As a parent should I cooperate with the police and instruct my child to voluntarily waive his Miranda rights?
Submitted by New Jersey Juvenile Crime Lawyer, Jeffrey Hark
As a parent should I cooperate with the police and instruct my child to voluntarily waive his Miranda rights? NO NO NO!!!!
In this case a child was charged with a criminal offense. The under age juvenile was taken to the police department and read his Miranda rights in the presence of mom as well. Thereafter mom refused in the presence of child and Police to allow them to continue to question the child. The police stopped their questioning and allowed mom and child to go home. Several days later mom is at home and finds a weapon and money in a bag in the kitchen. She calls the police and brings child down to the police department. They said in a room and the police again read Maranda warnings to the child and the mother’s presence. Thereafter child admits information about the weapon only after being pushed and prodded by mother.

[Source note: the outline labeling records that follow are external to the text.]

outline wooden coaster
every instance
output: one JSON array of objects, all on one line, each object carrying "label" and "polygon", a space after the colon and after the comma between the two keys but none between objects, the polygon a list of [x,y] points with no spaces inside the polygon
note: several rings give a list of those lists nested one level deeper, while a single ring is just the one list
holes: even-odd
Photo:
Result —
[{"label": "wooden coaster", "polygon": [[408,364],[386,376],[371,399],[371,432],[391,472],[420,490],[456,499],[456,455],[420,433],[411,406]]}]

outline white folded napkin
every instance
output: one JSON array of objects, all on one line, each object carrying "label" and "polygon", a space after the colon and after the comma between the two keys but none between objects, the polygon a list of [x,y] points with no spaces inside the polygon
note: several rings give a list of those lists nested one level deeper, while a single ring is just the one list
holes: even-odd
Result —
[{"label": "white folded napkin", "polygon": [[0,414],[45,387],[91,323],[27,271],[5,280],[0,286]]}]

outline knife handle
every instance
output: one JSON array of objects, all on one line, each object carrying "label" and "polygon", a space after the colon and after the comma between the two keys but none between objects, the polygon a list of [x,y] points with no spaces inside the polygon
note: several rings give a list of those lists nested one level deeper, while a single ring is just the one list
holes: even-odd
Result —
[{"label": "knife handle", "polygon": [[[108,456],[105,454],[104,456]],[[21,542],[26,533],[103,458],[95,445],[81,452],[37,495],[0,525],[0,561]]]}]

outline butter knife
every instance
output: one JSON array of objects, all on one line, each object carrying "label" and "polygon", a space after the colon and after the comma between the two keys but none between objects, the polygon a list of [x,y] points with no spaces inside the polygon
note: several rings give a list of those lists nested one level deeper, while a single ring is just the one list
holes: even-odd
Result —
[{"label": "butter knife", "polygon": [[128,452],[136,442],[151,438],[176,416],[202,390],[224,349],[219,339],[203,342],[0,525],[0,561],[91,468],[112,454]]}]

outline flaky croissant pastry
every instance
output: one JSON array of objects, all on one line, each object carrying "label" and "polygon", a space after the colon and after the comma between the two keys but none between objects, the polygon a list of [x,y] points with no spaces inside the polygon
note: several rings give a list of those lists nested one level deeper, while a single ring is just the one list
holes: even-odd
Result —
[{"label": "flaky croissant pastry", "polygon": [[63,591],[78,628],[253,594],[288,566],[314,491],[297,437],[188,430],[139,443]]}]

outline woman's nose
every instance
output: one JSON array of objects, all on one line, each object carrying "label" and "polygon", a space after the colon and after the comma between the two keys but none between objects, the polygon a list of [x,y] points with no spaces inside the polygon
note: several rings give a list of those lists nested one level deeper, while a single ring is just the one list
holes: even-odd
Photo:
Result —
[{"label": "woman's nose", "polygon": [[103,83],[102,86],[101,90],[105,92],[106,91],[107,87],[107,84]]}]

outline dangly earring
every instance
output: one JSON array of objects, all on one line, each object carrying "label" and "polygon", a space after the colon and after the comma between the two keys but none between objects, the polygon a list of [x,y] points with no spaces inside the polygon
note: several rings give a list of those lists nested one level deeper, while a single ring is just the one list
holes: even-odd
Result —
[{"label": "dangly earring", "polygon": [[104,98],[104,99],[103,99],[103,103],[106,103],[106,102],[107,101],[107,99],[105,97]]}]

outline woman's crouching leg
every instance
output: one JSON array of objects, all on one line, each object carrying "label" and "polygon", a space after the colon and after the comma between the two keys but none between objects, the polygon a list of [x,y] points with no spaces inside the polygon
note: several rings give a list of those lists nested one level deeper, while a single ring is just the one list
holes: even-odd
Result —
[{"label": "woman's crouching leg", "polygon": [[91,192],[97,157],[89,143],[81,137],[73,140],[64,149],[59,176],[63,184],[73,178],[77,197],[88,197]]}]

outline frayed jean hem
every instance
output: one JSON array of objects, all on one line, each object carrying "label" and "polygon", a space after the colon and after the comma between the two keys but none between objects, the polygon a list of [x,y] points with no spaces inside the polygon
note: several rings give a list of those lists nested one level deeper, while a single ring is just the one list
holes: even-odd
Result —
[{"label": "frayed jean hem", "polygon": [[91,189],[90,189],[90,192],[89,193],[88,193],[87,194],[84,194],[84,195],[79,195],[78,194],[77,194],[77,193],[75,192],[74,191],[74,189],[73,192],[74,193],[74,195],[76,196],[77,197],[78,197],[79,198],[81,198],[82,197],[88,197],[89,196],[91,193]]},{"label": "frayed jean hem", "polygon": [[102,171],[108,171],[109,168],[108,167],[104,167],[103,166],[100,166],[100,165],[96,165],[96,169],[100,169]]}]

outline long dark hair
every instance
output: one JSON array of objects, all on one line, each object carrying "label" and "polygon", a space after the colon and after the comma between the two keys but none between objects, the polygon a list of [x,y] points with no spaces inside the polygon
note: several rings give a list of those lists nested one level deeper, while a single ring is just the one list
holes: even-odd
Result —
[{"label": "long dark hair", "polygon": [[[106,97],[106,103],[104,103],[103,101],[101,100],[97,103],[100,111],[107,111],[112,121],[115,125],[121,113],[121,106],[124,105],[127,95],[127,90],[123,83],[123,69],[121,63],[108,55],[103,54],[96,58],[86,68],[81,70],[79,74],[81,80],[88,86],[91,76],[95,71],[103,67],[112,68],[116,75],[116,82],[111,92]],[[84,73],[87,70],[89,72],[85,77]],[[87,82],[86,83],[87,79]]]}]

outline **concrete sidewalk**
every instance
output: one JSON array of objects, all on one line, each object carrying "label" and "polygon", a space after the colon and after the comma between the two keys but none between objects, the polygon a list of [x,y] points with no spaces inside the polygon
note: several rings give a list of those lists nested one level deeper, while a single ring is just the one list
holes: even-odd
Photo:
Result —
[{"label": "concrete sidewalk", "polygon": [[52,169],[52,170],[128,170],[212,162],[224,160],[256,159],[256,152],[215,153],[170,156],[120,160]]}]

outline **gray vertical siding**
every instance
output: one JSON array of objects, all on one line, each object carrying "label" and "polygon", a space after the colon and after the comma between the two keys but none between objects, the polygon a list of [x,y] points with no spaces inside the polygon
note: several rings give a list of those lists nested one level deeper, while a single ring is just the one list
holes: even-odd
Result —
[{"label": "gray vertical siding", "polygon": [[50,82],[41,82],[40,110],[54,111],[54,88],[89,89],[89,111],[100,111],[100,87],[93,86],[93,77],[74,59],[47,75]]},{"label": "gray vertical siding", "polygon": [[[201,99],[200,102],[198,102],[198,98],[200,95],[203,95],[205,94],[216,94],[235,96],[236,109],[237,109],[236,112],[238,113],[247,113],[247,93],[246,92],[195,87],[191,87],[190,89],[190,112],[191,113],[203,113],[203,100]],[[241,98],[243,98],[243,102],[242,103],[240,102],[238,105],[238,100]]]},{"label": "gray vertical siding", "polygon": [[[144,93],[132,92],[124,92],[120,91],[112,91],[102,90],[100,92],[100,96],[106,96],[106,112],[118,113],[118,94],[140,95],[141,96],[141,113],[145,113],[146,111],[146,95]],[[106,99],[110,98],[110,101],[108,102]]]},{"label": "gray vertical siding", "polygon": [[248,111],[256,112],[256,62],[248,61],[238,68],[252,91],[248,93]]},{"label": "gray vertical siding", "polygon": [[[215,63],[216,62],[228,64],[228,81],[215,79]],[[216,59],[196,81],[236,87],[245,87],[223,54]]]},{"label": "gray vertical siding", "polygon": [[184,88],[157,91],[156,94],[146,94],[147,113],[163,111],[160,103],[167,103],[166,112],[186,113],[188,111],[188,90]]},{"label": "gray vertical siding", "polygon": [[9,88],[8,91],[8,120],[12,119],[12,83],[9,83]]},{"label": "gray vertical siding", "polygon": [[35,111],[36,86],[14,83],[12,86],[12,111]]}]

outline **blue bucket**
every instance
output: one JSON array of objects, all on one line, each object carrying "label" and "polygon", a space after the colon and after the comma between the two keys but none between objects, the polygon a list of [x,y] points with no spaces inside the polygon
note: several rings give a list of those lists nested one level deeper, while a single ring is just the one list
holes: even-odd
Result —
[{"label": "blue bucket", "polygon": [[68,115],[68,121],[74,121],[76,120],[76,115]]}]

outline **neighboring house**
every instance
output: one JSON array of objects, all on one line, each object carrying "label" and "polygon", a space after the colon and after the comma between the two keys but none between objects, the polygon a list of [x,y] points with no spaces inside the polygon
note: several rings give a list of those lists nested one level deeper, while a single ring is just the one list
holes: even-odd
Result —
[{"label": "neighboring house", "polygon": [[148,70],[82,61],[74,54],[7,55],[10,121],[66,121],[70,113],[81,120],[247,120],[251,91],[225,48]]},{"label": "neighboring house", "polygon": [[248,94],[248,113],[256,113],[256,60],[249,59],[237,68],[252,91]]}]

Once the child began to talk after his second Maranda warnings he admitted to the possession of the weapon and other crimes. The child’s defense attorney filed a motion to suppress to statements of the child arguing a) the police did not respect child’s assertion of his Miranda warnings and his mother’s involvement created a coercive environment that precluded the ‘voluntary waiver’ of his constitutional rights.
The appellate court reminded the reader that the trial judge’s decision shall be upheld so long as the trial judge’s findings are supported by credible evidence evidence in the record and the trial judge will only be reversed if the appeals court determines that trial judge is “so clearly mistaken that the interest of justice demand intervention”.
The appellate court’s key focus was the juveniles voluntariness and whether his ‘will’ was over born by police conduct; in this case employing the mom to obtain the Miranda waiver. In juvenile Miranda cases involving waiver of the ‘Right to Remain Silent” long standing case law looks to the suspects age, education, intelligence, advice regarding constitutional rights, length of the detension, whether the questioning was repeated and prolonged in nature, and whether physical punishment or mental exhaustion was involved. The court was so consider the suspects prior and counters with law-enforcement.
“Voluntariness” is part of the court overall determination of whether the confession was “knowing”, intelligent “, and “voluntary”. The involvement of a parents present in the confession is a highly significant factor to be given more weight one balanced against other factors. This was decided in the New Jersey Supreme Court decision of State in the interest of A.S., 203 NJ 131 (2010). In that case the New Jersey Supreme Court determined the parent is to serve as a buffer between the juvenile and the police and is to act in the best interest of the juvenile. However the parent is allowed to advise his child to cooperate with toys were to even confessed to the crime if the parent believe the child in fact committed the crime. The court viewed the parents encouragement of a child to confess consistent with her right as a parent to celebrate advise her child.
This appeals court rejected the defendant’s assertion that his mothers encouragement creating coercion. The court believed the mother’s expressed concern for her own safety and the safety of her other two children as the basis for repeatedly encouraging her son to tell the detective and the lieutenant where he obtained the gun. The court also believed she was concerned that her son would get charged with something more serious. The court viewed mothers behavior as “acting in her child’s best interest during the investigation”.
The court then when into an analysis of whether the defendant invocation of his Miranda rights were clear and unambiguous. The judge found the juvenile’s second invoking of his Miranda rights “not clear and unambiguous”, and as a result the police were allowed to continue to ask questions incorporating mother’s involvement to determine if he had or intended to cleary and unambiguously invoke his Maranda warnings. Obviously, with mom’s help, the court ruled this juvenile did not clearly and unambiguously invoke his right to remain silent, and the mother was also used to enable an ‘knowing, intelligent, and voluntary waiver. The child’s admission to the weapons offense and other crimes would not be barred from being admitted at the time of any future trial.
In other words, the police used and tricked the mother to have her child waive his Miranda rights, and not expressly and clearly invoke them as he had when arrested the first time. It was at this very time, when the child did not know what to do that the police used the mother to get the admissions they were looking for!!!!